The irony here is that being a good parent and citizen is a source of deep satisfaction. These people can't imagine what it is like to have your grown children prosper and thank you for raising them.
The "woke" thing is a subset of the self-indulgent, who sense their own emptiness and want to prove they are moral in a world they have created that lacks morality. The only thing they can identify is to side with minorities, whether the minorities want their help or not (e.g., 80% of blacks polled do NOT want cops defunded).
cc at August 17, 2020 11:47 AM
Job 5:7 - "Man is born to suffer as surely as the sparks fly upward."
Conan the Grammarian at August 17, 2020 12:02 PM
Sorry. I somehow forgot to mention that, given how hostile, twisted and judgmental those people were, I suspect most of them were under 25, with no kids. Especially since I don't remember any of them mentioning HAVING kids.

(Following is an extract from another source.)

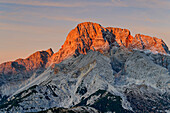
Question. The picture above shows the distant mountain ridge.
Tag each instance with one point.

They accused me, angrily, of being anti-sex when, for example, I hinted that parents and teachers should find subtle ways to communicate that one-night PIV stands between TEENS tend to make them feel exploited (whether because of miscommunication or bragging on social media by one of the two parties or hidden cameras) and that, therefore, boys and girls alike should be pressured to avoid them, much in the same way that even European 13-year-olds, at home, aren't typically encouraged to have three drinks with their dinners. (Not to mention the LEGAL hazards when older teens, gay or straight, start to crave the adventure of picking up younger strangers for one-night stands.)
Lenona at August 17, 2020 3:18 PM
And I might as well admit that the line thrown at me wasn't really from the Bible - it was from "The Princess Bride."
"Life is pain. Anyone who says differently is selling something."
But in a way, I thought Job would sound funnier.
Lenona at August 17, 2020 3:39 PM
And now you are into pure Wokeistan. As CC mentioned the extremely judgmental 'non-judgmental' types.
I wouldn't take it too hard or too much to heart. As I said in the other thread the internet is a public place. If they don't parrot the party line they may lose their jobs. Or maybe they are just nutjobs. Who can say these days?
Ben at August 17, 2020 3:41 PM
And I might as well admit, I know that line from reading The Peanuts, not the Bible.
Conan the Grammarian at August 17, 2020 4:57 PM
“Thus people have a right to bring forth children any way they like, and the children, of course, have the right not to be deprived of anything, at least anything material.”
Questions for libertarians:
• Should people have that right?
• Should children have that right?
JD at August 17, 2020 7:56 PM
I love The Princess Bride.
Great cast and wonderful story. Inigo Montoya is a swashbuckler for the ages.
Rob Reiner directing & Mark Knopfler composing. That’s like the Belgium (beer, chocolate, fries, waffles) of filmmaking.
JD at August 17, 2020 8:06 PM
PB SUCKS
Crid at August 20, 2020 2:31 PM
Oh, joy. A story of addiction.
If we could only make drugs more available so this wouldn't happen.